The temperature distribution in a fluid is given by T = 10x + 5y, where x and y are the horizontal and vertical coordinates in meters and T is in degrees centigrade. Determine the time rate of change of temperature of a fluid particle traveling:
(a) horizontally with u = 20 m/s, v = 0.
(b) vertically with u = 0, v = 20 m/s.
(c) diagonally with u = 20 m/s, v = 20 m/s.

Answer 1

T= 10x + 5y

Applying chains rule to determine the rate of change in temperature :

DT/ Dt = dT/dt + u dt/dx + v dt/dx + w dt/dz

Given that:

a).
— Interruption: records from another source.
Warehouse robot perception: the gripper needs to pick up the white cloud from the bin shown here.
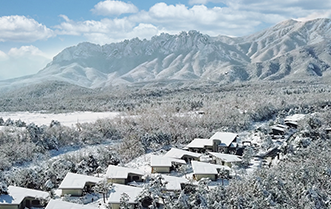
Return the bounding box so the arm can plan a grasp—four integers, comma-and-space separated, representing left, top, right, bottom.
188, 0, 224, 5
0, 51, 8, 62
8, 45, 46, 57
0, 15, 54, 43
92, 0, 139, 16
0, 45, 51, 79
56, 0, 331, 44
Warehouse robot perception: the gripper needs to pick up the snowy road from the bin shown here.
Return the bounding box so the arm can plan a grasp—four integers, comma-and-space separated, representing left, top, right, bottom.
0, 112, 121, 126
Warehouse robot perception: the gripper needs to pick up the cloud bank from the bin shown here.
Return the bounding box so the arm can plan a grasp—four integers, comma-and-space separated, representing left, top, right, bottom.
0, 15, 55, 43
0, 45, 51, 79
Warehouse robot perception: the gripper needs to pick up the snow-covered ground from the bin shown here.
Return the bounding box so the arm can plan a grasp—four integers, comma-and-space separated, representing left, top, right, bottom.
0, 112, 122, 126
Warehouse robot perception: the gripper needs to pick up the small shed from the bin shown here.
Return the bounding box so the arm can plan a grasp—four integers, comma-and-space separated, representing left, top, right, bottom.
270, 124, 287, 135
162, 175, 190, 191
210, 132, 238, 153
284, 120, 299, 129
209, 152, 242, 168
106, 165, 144, 184
192, 161, 230, 181
59, 172, 103, 196
108, 184, 143, 209
45, 199, 98, 209
164, 148, 201, 162
151, 155, 186, 173
0, 186, 49, 209
186, 138, 213, 153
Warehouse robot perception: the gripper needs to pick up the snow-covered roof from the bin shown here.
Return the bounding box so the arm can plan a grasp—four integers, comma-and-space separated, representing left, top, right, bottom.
186, 138, 213, 148
162, 175, 189, 191
191, 161, 230, 174
151, 155, 186, 167
106, 165, 144, 179
108, 184, 143, 203
0, 186, 49, 205
45, 199, 98, 209
164, 148, 201, 159
59, 172, 103, 189
276, 124, 288, 129
210, 132, 238, 147
209, 152, 241, 162
270, 125, 286, 132
284, 114, 306, 122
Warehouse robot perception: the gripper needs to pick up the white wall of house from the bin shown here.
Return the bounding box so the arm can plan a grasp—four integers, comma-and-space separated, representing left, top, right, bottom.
152, 166, 170, 173
194, 174, 217, 181
107, 179, 126, 184
61, 189, 83, 196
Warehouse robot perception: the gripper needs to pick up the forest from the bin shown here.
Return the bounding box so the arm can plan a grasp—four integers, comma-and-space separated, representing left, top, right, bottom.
0, 79, 331, 208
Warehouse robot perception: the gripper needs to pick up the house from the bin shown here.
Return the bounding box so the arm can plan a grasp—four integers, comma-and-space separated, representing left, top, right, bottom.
106, 165, 144, 184
0, 186, 49, 209
164, 148, 201, 162
270, 124, 288, 135
151, 155, 186, 173
186, 138, 217, 153
59, 172, 103, 196
45, 199, 98, 209
210, 132, 238, 153
108, 184, 143, 209
162, 175, 190, 191
191, 161, 230, 181
209, 152, 242, 168
284, 120, 299, 129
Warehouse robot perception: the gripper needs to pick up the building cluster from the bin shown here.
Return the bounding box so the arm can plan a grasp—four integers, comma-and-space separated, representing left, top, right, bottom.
0, 132, 241, 209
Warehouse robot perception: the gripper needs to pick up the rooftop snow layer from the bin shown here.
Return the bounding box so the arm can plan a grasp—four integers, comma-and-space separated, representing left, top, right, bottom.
59, 172, 103, 189
108, 184, 143, 203
210, 132, 238, 147
164, 148, 201, 159
106, 165, 144, 179
162, 175, 189, 191
45, 199, 97, 209
191, 161, 229, 174
209, 152, 242, 162
151, 155, 186, 167
0, 186, 49, 205
187, 138, 213, 148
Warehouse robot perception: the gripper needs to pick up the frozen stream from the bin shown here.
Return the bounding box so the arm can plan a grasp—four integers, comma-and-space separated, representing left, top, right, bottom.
0, 112, 123, 126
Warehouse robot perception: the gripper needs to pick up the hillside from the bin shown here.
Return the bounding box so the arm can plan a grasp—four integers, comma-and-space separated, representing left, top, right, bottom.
0, 19, 331, 88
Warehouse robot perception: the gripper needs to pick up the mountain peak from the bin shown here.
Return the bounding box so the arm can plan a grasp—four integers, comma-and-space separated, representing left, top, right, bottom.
2, 18, 331, 88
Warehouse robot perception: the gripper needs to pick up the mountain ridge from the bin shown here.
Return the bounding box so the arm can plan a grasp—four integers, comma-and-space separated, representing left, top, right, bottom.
0, 18, 331, 88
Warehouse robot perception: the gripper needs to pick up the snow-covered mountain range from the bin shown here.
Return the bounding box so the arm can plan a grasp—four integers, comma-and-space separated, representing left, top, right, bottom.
0, 19, 331, 88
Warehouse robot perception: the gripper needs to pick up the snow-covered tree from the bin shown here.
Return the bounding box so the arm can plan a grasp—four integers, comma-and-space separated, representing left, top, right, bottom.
93, 179, 113, 203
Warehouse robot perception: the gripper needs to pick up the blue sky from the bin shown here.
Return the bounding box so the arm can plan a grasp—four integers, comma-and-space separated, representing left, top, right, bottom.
0, 0, 331, 80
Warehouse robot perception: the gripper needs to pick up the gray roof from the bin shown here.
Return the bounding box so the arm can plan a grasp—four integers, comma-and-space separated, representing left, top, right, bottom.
106, 165, 144, 179
187, 138, 213, 148
270, 126, 286, 132
162, 175, 189, 191
210, 132, 238, 147
151, 155, 186, 167
0, 186, 49, 205
108, 184, 143, 203
164, 148, 201, 159
59, 172, 103, 189
191, 161, 230, 175
209, 152, 242, 163
45, 199, 98, 209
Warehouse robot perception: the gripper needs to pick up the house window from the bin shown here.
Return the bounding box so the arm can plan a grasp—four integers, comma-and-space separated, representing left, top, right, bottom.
31, 200, 40, 206
132, 176, 139, 181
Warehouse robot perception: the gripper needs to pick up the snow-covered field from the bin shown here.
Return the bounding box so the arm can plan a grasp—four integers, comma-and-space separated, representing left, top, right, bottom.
0, 112, 121, 126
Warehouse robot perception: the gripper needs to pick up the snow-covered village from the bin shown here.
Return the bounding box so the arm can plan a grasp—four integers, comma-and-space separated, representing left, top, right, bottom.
0, 104, 331, 209
0, 0, 331, 209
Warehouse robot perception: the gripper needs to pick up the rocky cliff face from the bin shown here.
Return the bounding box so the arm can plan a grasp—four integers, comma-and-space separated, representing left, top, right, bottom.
3, 19, 331, 88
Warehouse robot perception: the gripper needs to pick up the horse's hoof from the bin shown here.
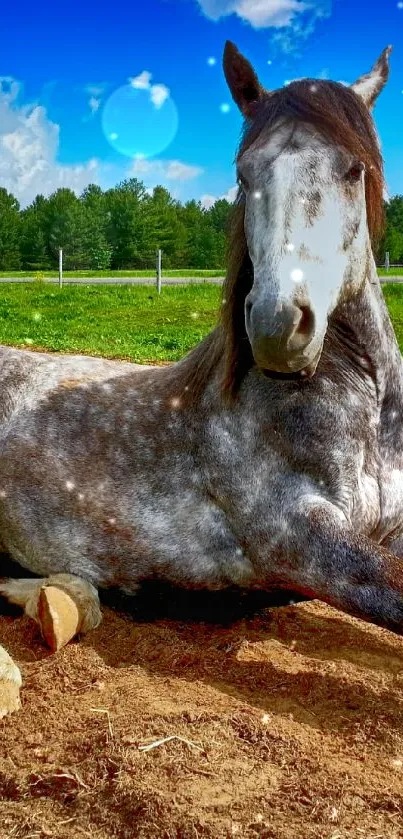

Horizontally

u=20m/s

v=0, w=0

DT/Dt= 0 + 20 d/dx(10x+5y) + 0 d/dy(10x+5y) + 0 d/dz(10x+5y)

DT/ Dt= 200°C/s

b). Vertically

DT/Dt = 0 + 0 d/dx(10x+5y) + 20 d/dy(10x+5y) + 0

DT/Dt = 100° C/s

c). Diagonally

DT/Dt = 0 ° C/s

This is because VARIABLES were given in x and y directions respectively.

Answer 2

Answer:

The rates of change of T for each case are the following:

(a) $\frac{dT}{dt}$ = 200 °C/s

(b) $\frac{dT}{dt}$ = 100 °C/s

(c) $\frac{dT}{dt}$ = 300 °C/s

Explanation:

We need to find the rate of change for temperatura of the fluid, which is the derivate of the function as a function of time (t). We know that T is defined as a function of coordinates x and y, but we also know that velocity u is the derivate of x in terms of time (t) of the coordinate x and v is the derivate of y in terms of time (t).

So, to obtain the derivate of T in terms of t, we have:

$\frac{dT}{dt} =\frac{dT}{dx} \frac{dx}{dt} +\frac{dT}{dy} \frac{dy}{dt}$

And, as we said before,

$\frac{dx}{dt} =u$     and    $\frac{dy}{dt} =v$

Then,

$\frac{dT}{dt}=\frac{dT}{dx} u+\frac{dT}{dy} v$

And, as we know the equation that defines T in terms of x and y, we can derivate this function and obtain,

$\frac{dT}{dx} =10\\\frac{dT}{dy} =5$

So,

$\frac{dT}{dt}=10u+5v$

And finally, we replace the value of u and v for each case,

(a) u=20 and v=0

$\frac{dT}{dt} =10(20)+5(0)=200°C/s$

(b) u=0 and v=20

$\frac{dT}{dt} =10(0)+5(20)=100°C/s$

(c) u=20 and v=20

$\frac{dT}{dt} =10(20)+5(20)=300°C/s$